Die Folgen der Pandemien vergangener Jahrhunderte sind fester Bestandteil der kollektiven Traumata der Menschheit. Im 14.Jahrhundert raffte ein nach heutigen Erkenntnissen wahrscheinlich aus China oder Russland stammender Pesterreger bis zu einem Drittel der damaligen europäischen Bevölkerung dahin. Die damals bereits beachtliche weltweite Vernetzung per Schiff und zu Land sorgte dafür, dass sich die hochansteckende Krankheit bis in den hintersten Winkel der Alten Welt verbreitete. Die Folgen des Massensterbens führten auch zu einer Revolution des Wirtschaftslebens auf vielfältigste Weise (unter anderem kam es zu einer Machtverschiebung zugunsten der Lohnabhängigen). Die fremden Keime, welche die Weißen in die Neue Welt mitbrachten, vernichteten einen Großteil der amerikanischen Indigenen. Und die Spanische Grippe forderte unter der vom Ersten Weltkrieg geschwächten Bevölkerung mindestens 25 Millionen Tote.

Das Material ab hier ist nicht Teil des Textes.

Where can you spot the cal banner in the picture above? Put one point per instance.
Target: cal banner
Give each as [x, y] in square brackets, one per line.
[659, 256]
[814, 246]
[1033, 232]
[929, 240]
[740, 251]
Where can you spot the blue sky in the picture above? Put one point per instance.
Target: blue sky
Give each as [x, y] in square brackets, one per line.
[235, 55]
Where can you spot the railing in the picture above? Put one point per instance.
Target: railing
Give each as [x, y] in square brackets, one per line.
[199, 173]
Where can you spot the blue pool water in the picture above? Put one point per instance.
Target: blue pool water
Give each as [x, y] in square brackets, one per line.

Nur aus diesen historischen Erfahrungen ist der Alarmismus verständlich, mit der wir jedem neuen Infektionsvirus begegnen. Hollywood genauso wie das Independent-Kino haben unseren Albtraum längst und zigmal hyperrealistisch inszeniert und verfilmt. Für das Grauen sorgt dabei die - jedenfalls mit bloßem Auge - unsichtbare Gefahr der Erreger sowie die ungeheure Rasanz, mit der sich der Tod dank offener Grenzen und leistungsstarker Massenverkehrsmittel rund um den Globus verbreiten kann. Das ist der perfekte Stoff, aus dem die Medien aller Gattungen ihre Geschichten formen.

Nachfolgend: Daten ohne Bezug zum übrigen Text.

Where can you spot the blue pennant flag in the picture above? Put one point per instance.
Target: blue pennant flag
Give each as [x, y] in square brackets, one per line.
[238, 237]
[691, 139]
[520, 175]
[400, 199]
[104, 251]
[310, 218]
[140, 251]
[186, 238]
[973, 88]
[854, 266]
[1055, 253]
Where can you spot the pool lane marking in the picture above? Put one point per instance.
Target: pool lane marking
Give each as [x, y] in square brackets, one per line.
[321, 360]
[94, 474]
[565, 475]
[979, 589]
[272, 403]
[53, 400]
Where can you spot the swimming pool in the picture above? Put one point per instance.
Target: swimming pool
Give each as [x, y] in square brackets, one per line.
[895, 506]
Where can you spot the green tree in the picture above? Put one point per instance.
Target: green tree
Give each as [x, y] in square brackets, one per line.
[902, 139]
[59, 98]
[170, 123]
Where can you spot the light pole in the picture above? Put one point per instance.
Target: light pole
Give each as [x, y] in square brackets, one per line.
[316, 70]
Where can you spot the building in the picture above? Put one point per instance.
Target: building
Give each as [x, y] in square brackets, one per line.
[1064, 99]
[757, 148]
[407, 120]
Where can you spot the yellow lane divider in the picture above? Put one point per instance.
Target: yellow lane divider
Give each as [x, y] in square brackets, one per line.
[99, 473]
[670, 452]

Natürlich kann es sein, dass im Nachhinein die ganze Aufregung und der Alarmismus der Behörden als maßlos und übertrieben dargestellt werden. Die Wahrscheinlichkeit dafür ist nicht einmal gering, wenn man bedenkt, dass die meisten vorhergesagten Katastrophen ausbleiben. Doch das ist das Denken von Spielern; Menschen in Verantwortung können, ja dürfen sich das nicht gestatten. Sie müssen mit dem Schlimmsten rechnen, um dieses auch zu verhindern.